By the way, could the legal experts here clarify a point? What, exactly, would make Chris liable for repayment of a loan that was taken out by other people, now deceased? Chris wasn't loaned any money for the house. Likewise (I don't owe anyone anything ATM so this is made up, but the point stands

if I died tomorrow, would all of you have to chip in to pay off my credit cards? You didn't make the charges on them -- can people be held responsible to repay money they didn't borrow? I don't know, but I suppose t's possible (if my memories of "no insurance = no loan" were one of those LSD flashbacks they've been promising us all these years) the bank might sue the
estate, but that opens a real can of worms and the price of the lawyers they'd have to use would be more than the property value. Banks aren't usually interested in finding sure-fire ways to lose even more money after taking just one loss, even though they'd wind up with the house they want so much. (Oops, strike that last.) Shocking, I know.

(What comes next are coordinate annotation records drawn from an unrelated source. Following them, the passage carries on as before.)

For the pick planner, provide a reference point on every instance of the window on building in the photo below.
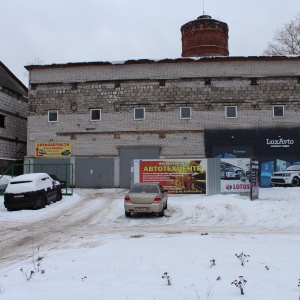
(231, 111)
(185, 112)
(52, 116)
(95, 114)
(2, 121)
(278, 111)
(139, 113)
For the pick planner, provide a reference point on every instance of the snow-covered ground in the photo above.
(88, 249)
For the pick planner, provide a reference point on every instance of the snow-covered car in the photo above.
(31, 191)
(66, 152)
(146, 197)
(4, 180)
(289, 177)
(229, 171)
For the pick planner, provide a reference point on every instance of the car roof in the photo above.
(147, 183)
(29, 177)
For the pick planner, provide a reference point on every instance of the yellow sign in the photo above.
(52, 149)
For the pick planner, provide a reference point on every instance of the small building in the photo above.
(13, 119)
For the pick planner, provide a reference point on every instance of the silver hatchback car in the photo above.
(146, 197)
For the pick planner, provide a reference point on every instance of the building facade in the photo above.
(112, 113)
(13, 118)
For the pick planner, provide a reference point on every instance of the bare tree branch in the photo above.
(287, 40)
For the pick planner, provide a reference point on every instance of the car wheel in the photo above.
(295, 181)
(162, 213)
(59, 195)
(40, 201)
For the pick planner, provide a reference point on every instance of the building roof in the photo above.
(213, 67)
(9, 81)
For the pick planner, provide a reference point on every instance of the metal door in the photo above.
(94, 172)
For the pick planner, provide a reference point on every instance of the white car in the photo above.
(289, 177)
(35, 190)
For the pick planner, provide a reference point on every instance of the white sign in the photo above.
(235, 175)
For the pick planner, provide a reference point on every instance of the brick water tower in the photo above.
(204, 37)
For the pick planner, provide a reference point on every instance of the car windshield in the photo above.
(151, 189)
(23, 181)
(293, 168)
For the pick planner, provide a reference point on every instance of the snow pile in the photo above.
(195, 232)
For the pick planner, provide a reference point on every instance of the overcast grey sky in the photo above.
(62, 31)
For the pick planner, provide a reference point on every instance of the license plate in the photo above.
(141, 209)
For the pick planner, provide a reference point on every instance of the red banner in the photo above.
(181, 176)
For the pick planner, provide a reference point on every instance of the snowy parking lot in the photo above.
(90, 249)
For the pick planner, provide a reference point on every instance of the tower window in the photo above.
(2, 121)
(185, 112)
(278, 111)
(52, 116)
(231, 112)
(95, 114)
(139, 113)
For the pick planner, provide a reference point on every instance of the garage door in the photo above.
(94, 172)
(128, 154)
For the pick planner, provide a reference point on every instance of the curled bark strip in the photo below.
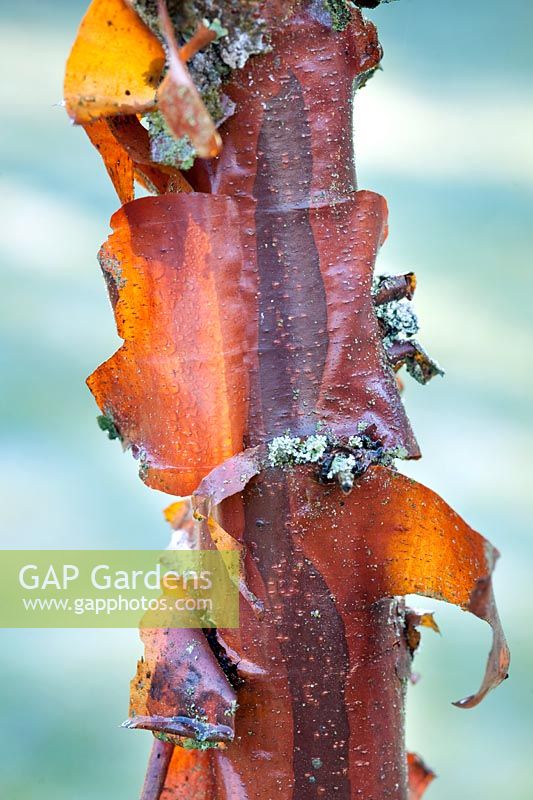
(156, 772)
(180, 690)
(117, 161)
(133, 137)
(190, 776)
(179, 267)
(420, 544)
(181, 277)
(420, 776)
(178, 98)
(229, 478)
(413, 621)
(115, 64)
(395, 287)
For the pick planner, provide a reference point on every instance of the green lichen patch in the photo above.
(339, 12)
(241, 33)
(398, 319)
(106, 424)
(340, 461)
(289, 450)
(194, 744)
(165, 149)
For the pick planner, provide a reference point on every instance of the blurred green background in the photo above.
(444, 133)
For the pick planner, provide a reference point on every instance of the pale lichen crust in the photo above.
(241, 32)
(336, 460)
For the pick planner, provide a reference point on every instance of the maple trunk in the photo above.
(257, 377)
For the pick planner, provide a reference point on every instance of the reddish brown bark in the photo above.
(246, 311)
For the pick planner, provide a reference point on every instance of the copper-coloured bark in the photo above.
(118, 163)
(182, 277)
(322, 564)
(115, 64)
(190, 776)
(324, 665)
(180, 689)
(246, 311)
(187, 270)
(157, 770)
(420, 776)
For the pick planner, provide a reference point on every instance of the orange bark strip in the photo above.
(115, 64)
(177, 274)
(179, 100)
(190, 776)
(420, 776)
(133, 137)
(404, 540)
(117, 162)
(180, 689)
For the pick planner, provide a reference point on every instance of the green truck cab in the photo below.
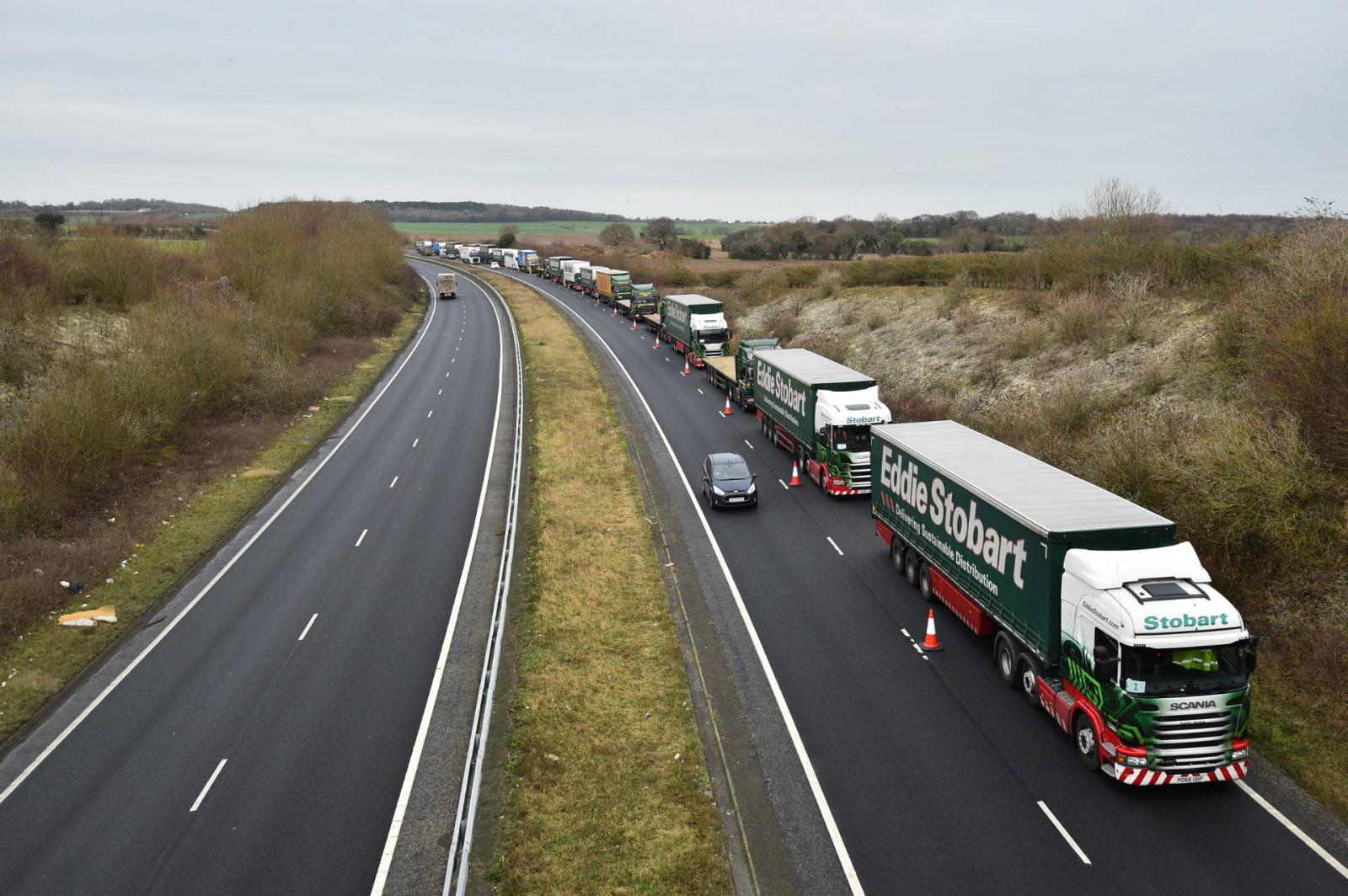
(1095, 615)
(644, 300)
(694, 327)
(822, 413)
(735, 375)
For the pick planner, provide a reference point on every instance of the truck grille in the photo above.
(860, 476)
(1193, 740)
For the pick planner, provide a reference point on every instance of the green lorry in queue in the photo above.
(1095, 615)
(735, 375)
(644, 300)
(612, 285)
(694, 327)
(821, 413)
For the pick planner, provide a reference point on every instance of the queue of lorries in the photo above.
(1094, 612)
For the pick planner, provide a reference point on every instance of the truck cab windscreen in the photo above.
(1184, 670)
(851, 438)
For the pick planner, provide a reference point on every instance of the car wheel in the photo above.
(1087, 741)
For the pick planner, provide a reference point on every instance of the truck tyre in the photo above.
(1087, 741)
(1004, 658)
(925, 584)
(1029, 680)
(910, 566)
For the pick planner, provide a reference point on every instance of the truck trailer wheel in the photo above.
(1003, 653)
(1089, 743)
(925, 583)
(896, 556)
(910, 566)
(1029, 680)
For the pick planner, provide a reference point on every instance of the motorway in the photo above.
(255, 734)
(937, 776)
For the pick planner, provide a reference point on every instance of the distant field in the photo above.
(704, 231)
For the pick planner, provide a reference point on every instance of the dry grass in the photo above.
(608, 790)
(168, 516)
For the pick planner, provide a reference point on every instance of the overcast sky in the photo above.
(692, 108)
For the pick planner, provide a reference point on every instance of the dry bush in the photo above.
(1080, 317)
(1255, 498)
(1129, 294)
(826, 283)
(955, 294)
(1024, 340)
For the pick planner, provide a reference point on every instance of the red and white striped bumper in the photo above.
(1146, 776)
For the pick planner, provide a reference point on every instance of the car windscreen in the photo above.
(732, 471)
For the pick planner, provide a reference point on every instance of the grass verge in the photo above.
(607, 788)
(44, 660)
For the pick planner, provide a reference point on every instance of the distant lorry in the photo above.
(447, 286)
(820, 411)
(586, 278)
(1095, 615)
(734, 375)
(553, 267)
(570, 269)
(611, 285)
(694, 327)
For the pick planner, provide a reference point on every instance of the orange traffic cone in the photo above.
(930, 643)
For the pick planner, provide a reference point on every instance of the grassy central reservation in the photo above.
(607, 788)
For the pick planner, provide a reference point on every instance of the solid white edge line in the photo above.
(209, 781)
(1064, 832)
(215, 579)
(1286, 822)
(404, 794)
(503, 577)
(829, 824)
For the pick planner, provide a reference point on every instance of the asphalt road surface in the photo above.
(262, 744)
(939, 778)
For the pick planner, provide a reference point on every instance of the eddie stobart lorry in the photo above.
(1095, 615)
(694, 327)
(735, 375)
(820, 411)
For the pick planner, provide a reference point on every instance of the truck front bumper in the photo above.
(1146, 776)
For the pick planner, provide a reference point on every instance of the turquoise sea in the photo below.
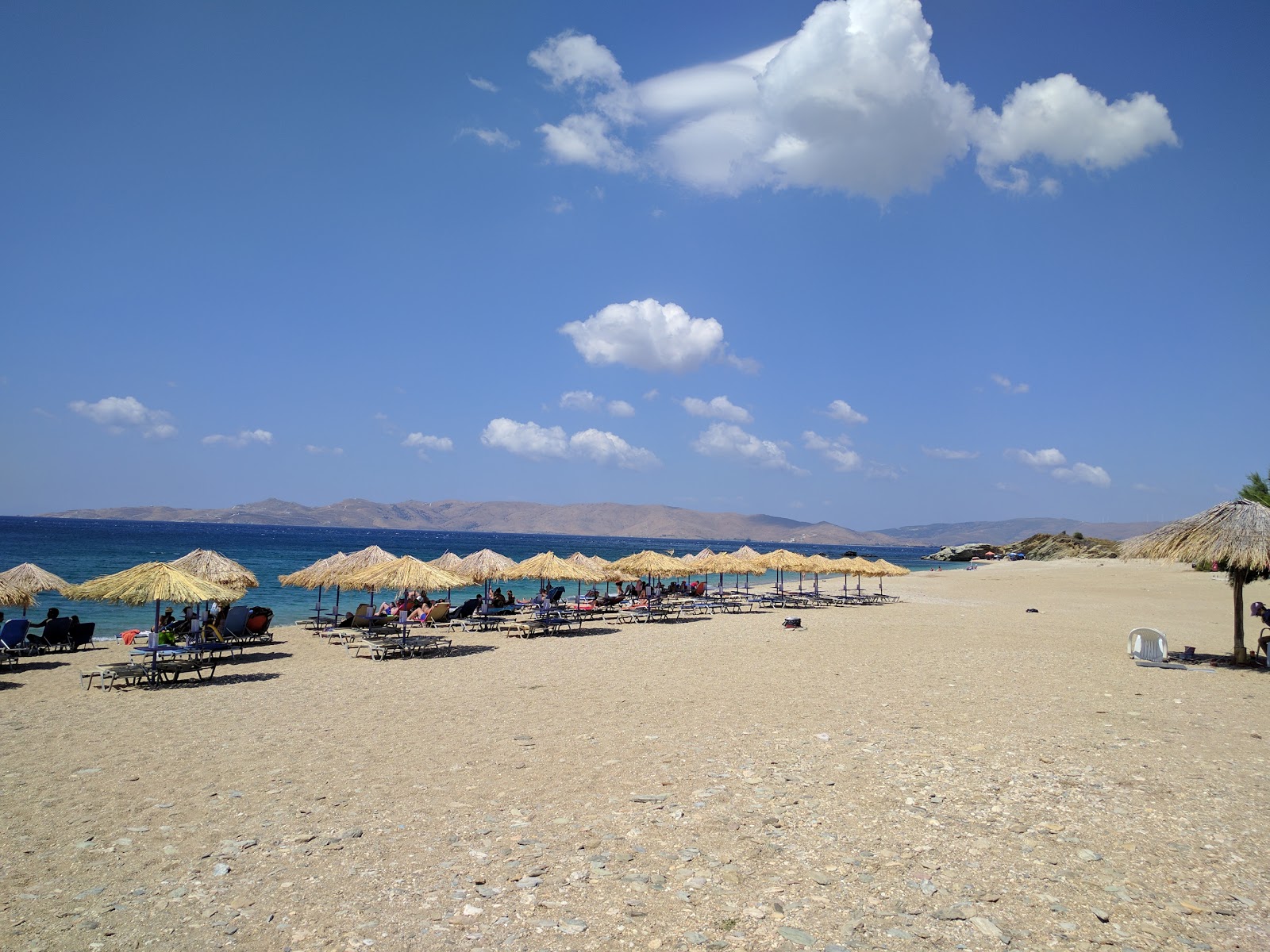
(83, 549)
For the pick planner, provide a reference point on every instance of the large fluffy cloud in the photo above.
(649, 336)
(535, 442)
(730, 442)
(120, 414)
(854, 102)
(239, 440)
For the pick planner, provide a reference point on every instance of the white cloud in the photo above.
(492, 137)
(1067, 124)
(1039, 460)
(841, 410)
(535, 442)
(836, 451)
(1083, 473)
(575, 60)
(609, 448)
(241, 440)
(588, 403)
(1009, 386)
(118, 414)
(855, 102)
(721, 408)
(581, 400)
(526, 440)
(419, 441)
(952, 454)
(730, 442)
(649, 336)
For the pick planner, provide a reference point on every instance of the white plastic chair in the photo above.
(1149, 645)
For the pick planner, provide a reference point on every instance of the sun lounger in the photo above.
(13, 638)
(52, 638)
(1149, 645)
(82, 635)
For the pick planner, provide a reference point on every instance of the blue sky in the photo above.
(863, 262)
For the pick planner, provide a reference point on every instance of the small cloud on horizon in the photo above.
(950, 454)
(1009, 386)
(241, 440)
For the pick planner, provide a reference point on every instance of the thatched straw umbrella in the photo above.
(649, 562)
(356, 562)
(857, 566)
(722, 562)
(549, 565)
(484, 565)
(404, 573)
(213, 566)
(751, 556)
(448, 562)
(818, 565)
(1236, 536)
(21, 584)
(886, 570)
(158, 582)
(315, 577)
(781, 560)
(10, 596)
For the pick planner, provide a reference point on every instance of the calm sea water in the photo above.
(82, 549)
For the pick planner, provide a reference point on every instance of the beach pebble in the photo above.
(797, 936)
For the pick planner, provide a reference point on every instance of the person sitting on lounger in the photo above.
(52, 616)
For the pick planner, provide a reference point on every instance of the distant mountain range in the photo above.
(605, 520)
(999, 533)
(533, 518)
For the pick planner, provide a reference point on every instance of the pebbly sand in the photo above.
(948, 772)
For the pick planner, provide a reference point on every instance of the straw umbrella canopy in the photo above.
(1236, 536)
(781, 560)
(150, 582)
(343, 573)
(213, 566)
(549, 565)
(21, 584)
(649, 562)
(10, 596)
(857, 566)
(448, 562)
(406, 573)
(721, 562)
(315, 577)
(888, 570)
(819, 565)
(751, 556)
(484, 565)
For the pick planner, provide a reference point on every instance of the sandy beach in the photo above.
(945, 772)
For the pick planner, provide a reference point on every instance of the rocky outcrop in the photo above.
(1045, 547)
(964, 554)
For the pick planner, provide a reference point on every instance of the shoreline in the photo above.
(927, 774)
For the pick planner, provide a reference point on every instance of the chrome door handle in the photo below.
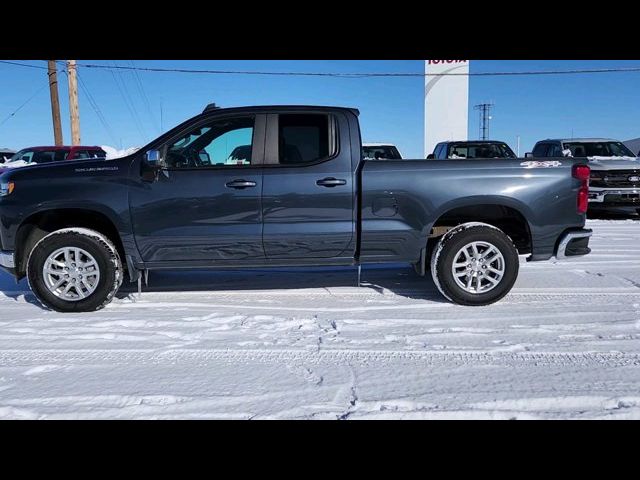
(240, 184)
(331, 182)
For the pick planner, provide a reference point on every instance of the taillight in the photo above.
(582, 173)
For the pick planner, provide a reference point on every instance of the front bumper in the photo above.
(574, 243)
(614, 197)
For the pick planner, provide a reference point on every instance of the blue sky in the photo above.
(534, 107)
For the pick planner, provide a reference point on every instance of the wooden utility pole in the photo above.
(55, 102)
(73, 103)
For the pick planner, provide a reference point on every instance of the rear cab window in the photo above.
(305, 139)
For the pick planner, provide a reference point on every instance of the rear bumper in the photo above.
(614, 197)
(7, 261)
(574, 243)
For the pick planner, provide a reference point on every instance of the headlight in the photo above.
(6, 188)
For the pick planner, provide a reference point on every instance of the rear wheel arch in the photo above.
(506, 218)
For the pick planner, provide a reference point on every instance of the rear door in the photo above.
(308, 186)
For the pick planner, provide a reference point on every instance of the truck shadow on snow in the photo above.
(396, 279)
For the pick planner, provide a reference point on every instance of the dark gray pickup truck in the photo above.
(283, 186)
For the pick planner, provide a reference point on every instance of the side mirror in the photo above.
(152, 157)
(151, 166)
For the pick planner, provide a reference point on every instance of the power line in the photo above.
(23, 64)
(25, 103)
(365, 75)
(126, 100)
(96, 109)
(348, 75)
(143, 95)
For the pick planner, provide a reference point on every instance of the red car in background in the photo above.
(35, 155)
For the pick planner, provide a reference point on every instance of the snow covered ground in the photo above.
(564, 344)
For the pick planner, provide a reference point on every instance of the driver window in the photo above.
(223, 143)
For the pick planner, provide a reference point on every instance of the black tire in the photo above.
(444, 257)
(92, 242)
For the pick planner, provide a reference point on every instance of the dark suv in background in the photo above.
(471, 149)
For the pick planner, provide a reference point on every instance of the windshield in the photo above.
(481, 150)
(385, 152)
(39, 156)
(598, 149)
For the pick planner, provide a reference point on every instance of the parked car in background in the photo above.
(6, 154)
(35, 155)
(471, 150)
(615, 170)
(380, 151)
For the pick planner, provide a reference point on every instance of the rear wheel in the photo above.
(74, 270)
(475, 264)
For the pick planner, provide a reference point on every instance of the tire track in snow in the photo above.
(322, 356)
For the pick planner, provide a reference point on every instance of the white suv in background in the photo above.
(615, 170)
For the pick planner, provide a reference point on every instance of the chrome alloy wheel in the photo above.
(478, 267)
(71, 274)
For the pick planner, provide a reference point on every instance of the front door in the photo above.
(205, 204)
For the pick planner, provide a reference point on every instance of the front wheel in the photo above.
(74, 270)
(475, 264)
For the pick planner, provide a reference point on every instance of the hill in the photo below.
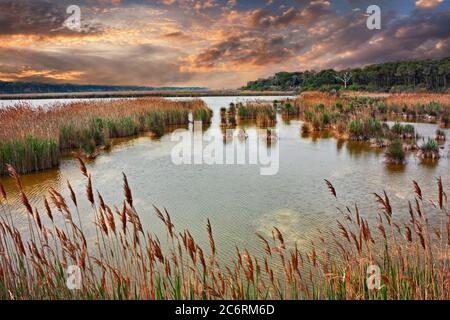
(7, 87)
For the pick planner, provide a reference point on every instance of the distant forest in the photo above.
(401, 76)
(34, 87)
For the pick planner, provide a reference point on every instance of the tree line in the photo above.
(400, 76)
(10, 87)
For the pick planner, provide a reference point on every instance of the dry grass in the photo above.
(22, 120)
(414, 99)
(125, 261)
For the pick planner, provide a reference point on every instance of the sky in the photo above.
(210, 43)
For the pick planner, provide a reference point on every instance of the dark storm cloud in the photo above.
(37, 17)
(208, 41)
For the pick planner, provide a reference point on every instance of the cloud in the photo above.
(39, 17)
(214, 43)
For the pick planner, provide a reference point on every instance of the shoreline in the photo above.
(140, 94)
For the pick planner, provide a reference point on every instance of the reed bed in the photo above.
(32, 139)
(263, 113)
(362, 118)
(126, 261)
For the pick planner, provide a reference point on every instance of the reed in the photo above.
(127, 261)
(32, 139)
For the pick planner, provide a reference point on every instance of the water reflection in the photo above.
(236, 198)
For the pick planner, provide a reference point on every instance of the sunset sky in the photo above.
(211, 43)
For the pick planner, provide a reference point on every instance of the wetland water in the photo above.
(236, 198)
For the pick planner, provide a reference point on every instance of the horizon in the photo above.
(214, 44)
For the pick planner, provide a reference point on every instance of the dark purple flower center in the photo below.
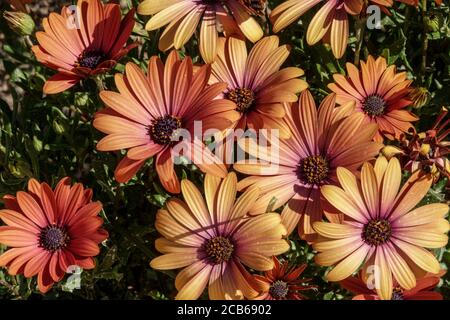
(219, 249)
(91, 59)
(374, 105)
(163, 129)
(312, 170)
(279, 289)
(243, 97)
(53, 238)
(377, 232)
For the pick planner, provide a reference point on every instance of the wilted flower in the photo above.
(20, 22)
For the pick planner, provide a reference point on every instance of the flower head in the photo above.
(82, 44)
(146, 115)
(321, 141)
(380, 94)
(232, 17)
(212, 240)
(50, 230)
(330, 22)
(283, 282)
(381, 231)
(255, 82)
(422, 291)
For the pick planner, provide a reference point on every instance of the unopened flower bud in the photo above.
(419, 97)
(20, 22)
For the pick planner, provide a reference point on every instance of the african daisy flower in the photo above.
(212, 240)
(79, 51)
(321, 141)
(232, 17)
(50, 230)
(255, 82)
(330, 22)
(381, 231)
(380, 94)
(282, 282)
(147, 114)
(422, 291)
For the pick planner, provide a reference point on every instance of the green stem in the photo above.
(360, 27)
(99, 81)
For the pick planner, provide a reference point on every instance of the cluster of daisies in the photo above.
(337, 182)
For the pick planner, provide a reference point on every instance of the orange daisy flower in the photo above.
(282, 282)
(330, 22)
(50, 230)
(232, 17)
(212, 240)
(422, 291)
(147, 114)
(380, 94)
(321, 141)
(87, 43)
(255, 82)
(381, 230)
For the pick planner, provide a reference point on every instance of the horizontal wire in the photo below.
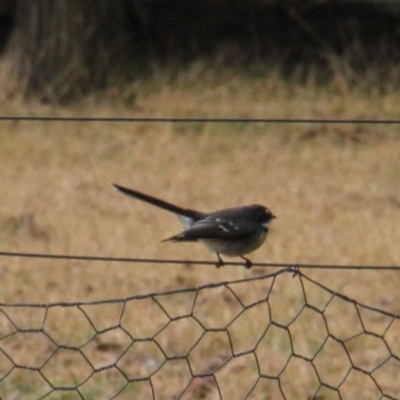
(200, 120)
(199, 262)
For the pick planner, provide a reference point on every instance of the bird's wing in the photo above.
(212, 229)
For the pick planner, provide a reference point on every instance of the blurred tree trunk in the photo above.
(61, 50)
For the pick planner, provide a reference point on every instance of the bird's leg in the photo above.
(248, 264)
(220, 262)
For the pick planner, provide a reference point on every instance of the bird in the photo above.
(232, 232)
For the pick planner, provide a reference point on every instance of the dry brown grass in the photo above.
(335, 189)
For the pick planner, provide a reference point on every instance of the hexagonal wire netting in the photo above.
(266, 337)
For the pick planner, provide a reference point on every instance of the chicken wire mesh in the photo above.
(265, 337)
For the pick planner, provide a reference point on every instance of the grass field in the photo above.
(334, 188)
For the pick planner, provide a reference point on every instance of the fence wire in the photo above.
(265, 337)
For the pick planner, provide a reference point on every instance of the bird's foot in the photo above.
(248, 264)
(295, 269)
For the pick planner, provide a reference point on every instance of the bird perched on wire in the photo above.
(232, 232)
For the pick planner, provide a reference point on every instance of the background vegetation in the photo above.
(335, 188)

But forget about Barb. When Chris dies (I believe it was decided beyond any doubt this will happen the second or third week of February, but I'd have to recheck the threads) -- then
no one will be making payments! Who will the bank take the house back from, then? They probably don't know about Patti, and are unlikely to dig her up. Perhaps we should alert them to her (previous) existence. Post on their Facebook, or something.
So yeah, (and I'm being serious from here on out) repossession and foreclosure
are the same thing in one sense -- someone you owe money to because of something you took out a loan to buy takes it away from you after you get seriously behind on the payments -- but the words aren't synonymous. The car dealer pays a few hundred bucks to a repo man to get the car back, they are in the business of selling cars so they're happy to have it, they don't tell you ahead of time, and the whole deal can happen between lunch and midnight. The bank pays tens of thousands to lawyers, local government (the county recorder, etc.), to get a house they don't want and hate the idea of having, can't "take back" something they never had in the first place, and the whole dance takes months if not years. THERE'S A DIFFERENCE. STOP USING THE WRONG WORD kthx.